Somebody stays somewhere, apologetically using democracy to deceive people, and says, where have you seen that discussion taking place? It is what the president decides to happen that will happen. It’s a carryover of it into the Senate, into the House of Representatives, and they pass the laws.

We have a fundamental problem of our institutions not being able to democratize the system itself. So, it is not enough to criticize one person. How about the president of the Senate? How about the speaker of the Federal House? How about the governors? Do you know what the governors do in the various states?

They appoint all the commissioners. They appoint the chairman of the local government. They appoint even councillors. We have a problem in this country that we don’t need to itemize it to one person. That’s the fundamental problem with democracy in Nigeria.
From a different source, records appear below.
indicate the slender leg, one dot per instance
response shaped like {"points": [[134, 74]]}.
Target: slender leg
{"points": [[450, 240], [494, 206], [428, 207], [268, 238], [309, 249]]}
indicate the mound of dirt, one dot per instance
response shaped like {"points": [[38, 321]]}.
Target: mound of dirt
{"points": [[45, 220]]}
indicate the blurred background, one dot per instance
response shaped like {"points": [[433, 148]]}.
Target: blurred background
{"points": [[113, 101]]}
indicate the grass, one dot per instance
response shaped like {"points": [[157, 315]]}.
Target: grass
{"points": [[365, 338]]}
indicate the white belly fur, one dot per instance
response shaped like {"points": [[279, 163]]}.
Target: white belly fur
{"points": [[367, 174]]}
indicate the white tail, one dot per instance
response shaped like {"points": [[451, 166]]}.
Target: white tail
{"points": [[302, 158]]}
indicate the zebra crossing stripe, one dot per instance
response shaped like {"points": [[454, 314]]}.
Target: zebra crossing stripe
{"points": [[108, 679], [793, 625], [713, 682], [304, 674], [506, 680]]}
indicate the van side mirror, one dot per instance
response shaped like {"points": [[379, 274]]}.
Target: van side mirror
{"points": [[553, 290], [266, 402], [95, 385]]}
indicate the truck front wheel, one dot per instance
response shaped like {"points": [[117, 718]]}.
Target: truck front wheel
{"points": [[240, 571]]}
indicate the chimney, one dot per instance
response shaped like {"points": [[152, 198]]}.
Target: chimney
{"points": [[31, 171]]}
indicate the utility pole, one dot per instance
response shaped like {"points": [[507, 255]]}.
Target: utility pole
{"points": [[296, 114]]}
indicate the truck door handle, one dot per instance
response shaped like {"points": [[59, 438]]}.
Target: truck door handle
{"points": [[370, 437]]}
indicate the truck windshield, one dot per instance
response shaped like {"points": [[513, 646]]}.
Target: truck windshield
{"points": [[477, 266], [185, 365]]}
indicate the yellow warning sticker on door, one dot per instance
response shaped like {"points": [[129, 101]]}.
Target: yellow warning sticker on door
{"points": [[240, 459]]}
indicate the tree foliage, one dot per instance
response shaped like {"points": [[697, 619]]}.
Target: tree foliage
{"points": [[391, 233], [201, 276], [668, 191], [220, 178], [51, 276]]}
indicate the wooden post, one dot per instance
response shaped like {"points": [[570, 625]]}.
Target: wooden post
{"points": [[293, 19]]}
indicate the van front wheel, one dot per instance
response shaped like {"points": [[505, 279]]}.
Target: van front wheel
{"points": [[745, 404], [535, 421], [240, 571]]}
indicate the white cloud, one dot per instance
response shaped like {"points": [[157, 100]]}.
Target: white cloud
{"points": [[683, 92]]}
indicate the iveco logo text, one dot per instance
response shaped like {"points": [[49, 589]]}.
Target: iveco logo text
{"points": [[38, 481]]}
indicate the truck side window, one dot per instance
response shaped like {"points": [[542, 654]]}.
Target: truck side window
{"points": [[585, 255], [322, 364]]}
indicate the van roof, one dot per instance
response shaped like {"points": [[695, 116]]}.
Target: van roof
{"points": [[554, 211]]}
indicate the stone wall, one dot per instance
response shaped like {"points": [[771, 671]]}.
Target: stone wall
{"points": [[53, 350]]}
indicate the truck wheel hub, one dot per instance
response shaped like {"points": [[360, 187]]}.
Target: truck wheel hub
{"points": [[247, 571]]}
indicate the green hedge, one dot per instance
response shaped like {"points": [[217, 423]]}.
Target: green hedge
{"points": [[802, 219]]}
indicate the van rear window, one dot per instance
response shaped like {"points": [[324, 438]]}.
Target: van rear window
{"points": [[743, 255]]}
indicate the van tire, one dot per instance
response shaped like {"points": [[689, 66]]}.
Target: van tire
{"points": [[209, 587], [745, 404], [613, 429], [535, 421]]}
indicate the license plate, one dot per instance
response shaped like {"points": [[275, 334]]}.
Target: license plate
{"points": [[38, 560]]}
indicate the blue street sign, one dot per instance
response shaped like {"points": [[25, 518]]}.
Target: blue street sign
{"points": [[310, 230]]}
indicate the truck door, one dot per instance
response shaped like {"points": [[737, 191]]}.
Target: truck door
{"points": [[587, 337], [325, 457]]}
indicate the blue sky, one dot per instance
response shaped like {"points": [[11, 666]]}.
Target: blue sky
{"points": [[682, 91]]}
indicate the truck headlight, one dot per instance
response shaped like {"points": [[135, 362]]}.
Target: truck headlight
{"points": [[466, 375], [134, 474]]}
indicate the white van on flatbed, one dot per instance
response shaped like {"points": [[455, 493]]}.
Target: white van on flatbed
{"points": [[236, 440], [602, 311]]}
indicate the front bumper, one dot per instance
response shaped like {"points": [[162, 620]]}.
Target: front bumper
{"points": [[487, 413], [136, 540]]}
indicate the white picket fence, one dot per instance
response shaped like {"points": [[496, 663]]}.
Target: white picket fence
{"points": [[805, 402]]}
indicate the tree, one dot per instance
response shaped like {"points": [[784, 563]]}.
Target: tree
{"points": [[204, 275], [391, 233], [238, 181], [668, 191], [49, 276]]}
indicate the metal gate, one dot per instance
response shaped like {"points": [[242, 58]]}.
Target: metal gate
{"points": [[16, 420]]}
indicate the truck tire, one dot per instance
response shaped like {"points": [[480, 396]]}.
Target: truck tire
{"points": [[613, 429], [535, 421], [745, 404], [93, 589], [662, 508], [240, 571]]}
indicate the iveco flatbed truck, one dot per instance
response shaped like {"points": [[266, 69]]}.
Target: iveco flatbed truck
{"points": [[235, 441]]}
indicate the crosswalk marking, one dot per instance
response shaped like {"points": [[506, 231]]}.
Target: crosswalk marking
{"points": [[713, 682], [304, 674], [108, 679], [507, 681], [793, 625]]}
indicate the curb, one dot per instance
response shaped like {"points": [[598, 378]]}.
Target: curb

As a PDP chieftain, what is your assessment of the Tinubu administration so far?

I have said that anybody who succeeded Buhari has to be a magician to do any better job within one year. I have repeated it even in this interview. So, it would be difficult for me to have a justification, either way, one year plus, to assess what Tinubu is doing.

All I would say is he got up on his inauguration day to remove oil subsidy without a concomitant solution to what he did. That is part of the problem we are in. So, he created a problem that he could not solve. Also, by floating the Naira, he created a problem he could not solve. So, it’s self-inflicting.

These two major problems are the summary of the Nigeria’s economic woos today. So, to that extent, anybody who complains about that is justifiable. But I’m not inside the system. I don’t know what they are seeing in the system.

But whatever it is they are seeing, they have to understand that Nigerian people are in a terrible mess. If the mess is about people dying, then it’s a very serious mess.

When do you think would be the best time to assess Tinubu’s administration?

You should give me another six months. What I normally say is that if somebody takes over, he has a justifiable reason to want to understudy. Even though it was the same party, he wasn’t in that government.

So, you need at least one year to be able to understudy what your predecessors did. And then we look at the footprints you are putting forward. Those footprints, I haven’t seen. And I must be honest with you, I’m not an economist.

They may have some footprints, but I’m not seeing it because the problem in the society is mounting by the day, by the week, by the month. So, if they are not doing anything the people can perceive, they better start doing it because we are talking about Nigerian life, not APC or PDP.